Published April 11, 2016 by Tom Porter

From Dante to Battlestar Galactica: Analyzing 'World' Science Fiction

Arielle Saiber
Arielle Saiber

As an academic Arielle Saiber cut her teeth on Italian literature of the medieval and renaissance period. She’s a renowned Dante scholar and vice-president of the Dante Society of America (founded at Harvard by Bowdoin’s own Longfellow in 1881), and also writes about medieval and Renaissance mathematics and physics. But Saiber,  associate professor of Romance languages and literature, is also a devotee of science fiction: She’s published on the subject, recently taught a course on “World Science Fiction,” and is editing the first-ever anthology in English of Italian science fiction for Wesleyan University Press.

On April 6, as part of the Faculty Seminar lecture series, she delivered a lunchtime talk to the Bowdoin community called “So Say We All: The Fiction of World Science Fiction.” The lecture, said Saiber, takes its title quote from the American science fiction franchise Battlestar Galactica, but if there’s one thing she was keen to stress, it’s that science fiction (SF) is a global movement that goes far beyond the well-known texts and films of the English-speaking world. Indeed, Saiber argued, it seems unjust to differentiate between Anglophone SF and other so-called “world” science fiction: “The concept of ‘world’ science fiction,” she explains, “is itself a fiction; that is, we shouldn’t be talking about ‘world’ SF, we should just be talking about SF. Wherever there is scientific practice and literature, dissatisfaction with some aspect or multiple aspects of society/the world, and concern for the future, you will find SF.”

April 1926 cover of Hugo Gernsback’s magazine “Amazing Stories”
April 1926 cover of Hugo Gernsback’s magazine “Amazing Stories”

While Saiber’s fascination with science fiction began with Anglophone SF when she was a teenager, her current focus is Italian SF, which she says is not unrelated to her work as a scholar of Dante and premodern science: “I see clear links between elements of medieval thought and science fiction. Take Dante’s Divine Comedy, for example: Dante imagines a journey to three other realms – Inferno, Purgatorio, and Paradiso – one of which (Paradiso) is completely other-worldly, filled with planets, stars, cosmic paradoxes, and hard-to-comprehend ‘alien’ entities, such as angels, the blessed, and a mysterious point of light from which all heaven emanates.”

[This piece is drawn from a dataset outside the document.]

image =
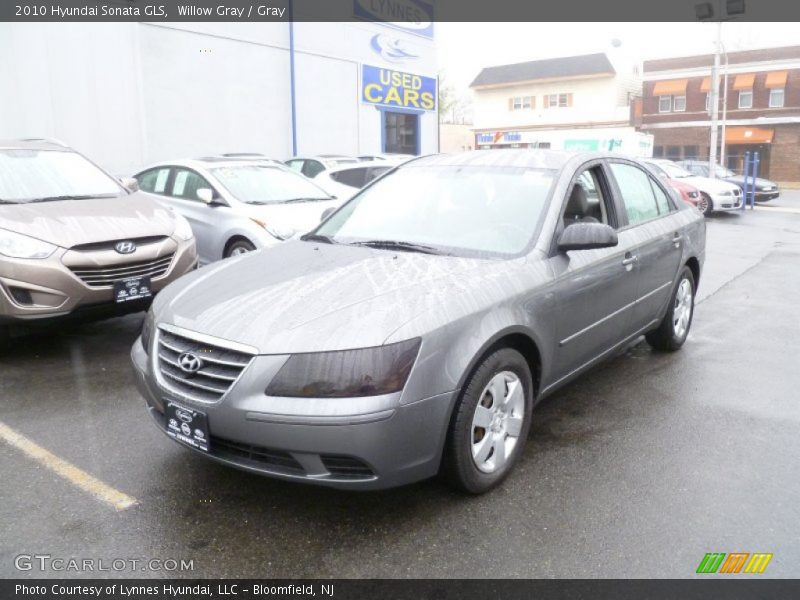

Yet calling the Comedy a work of SF or proto-SF is somewhat problematic within the world of SF studies.  Saiber said: “Science fiction has been described as many things, from the literature of ‘what if,’ to simply ‘anything published as science fiction.’ The British writer Arthur C. Clarke, who among many great works, wrote 2001: A Space Odyssey and collaborated with Stanley Kubrick on his 1968 film of the same name, said ‘Science fiction is something that could happen – but you usually wouldn’t want it to. Where fantasy is something that couldn’t happen – though you often wish that it could.’ It is all of those things (and much more); it is also a global, globalized, and globalizing genre.”

Julian Berry (Ernesto Gastaldi) “Iperbole infinita” (Urania 220), cover by Carlo Jacono (Milan: Mondadori, 1960).
Julian Berry (Ernesto Gastaldi) “Iperbole infinita” (Urania 220), cover by Carlo Jacono (Milan: Mondadori, 1960).

Saiber noted that while there has long been a bias against the genre in the academic world, this is changing: “More and more universities are offering SF courses. Besides being a way to engage in scientific thought experiments, much SF is deeply committed to exploring philosophical questions, politics, ethics, the environment, religion, gender and sexuality, and just about any critical issue there is.” As with any genre, said Saiber, there is a range in quality, “but in good science fiction, whether it’s written, or produced as a movie or TV series, the questions asked are often urgently related to our times, such as ‘what does it mean to be human?  What are our responsibilities to society, to this planet, and to the universe beyond?’”

Saiber believes that good science fiction is anything but a “light” read: “It can be wildly complex, intensely unsettling, and even spark major shifts in scientific imagination. In some ways, it scares us because it shows what reality might actually be or become.” And this, she said, is why SF is so important to read, write, and discuss. “It offers us a way to look at current realities through speculating on what might be underneath what we see and think we know, and on what may be coming our way given how we live now.”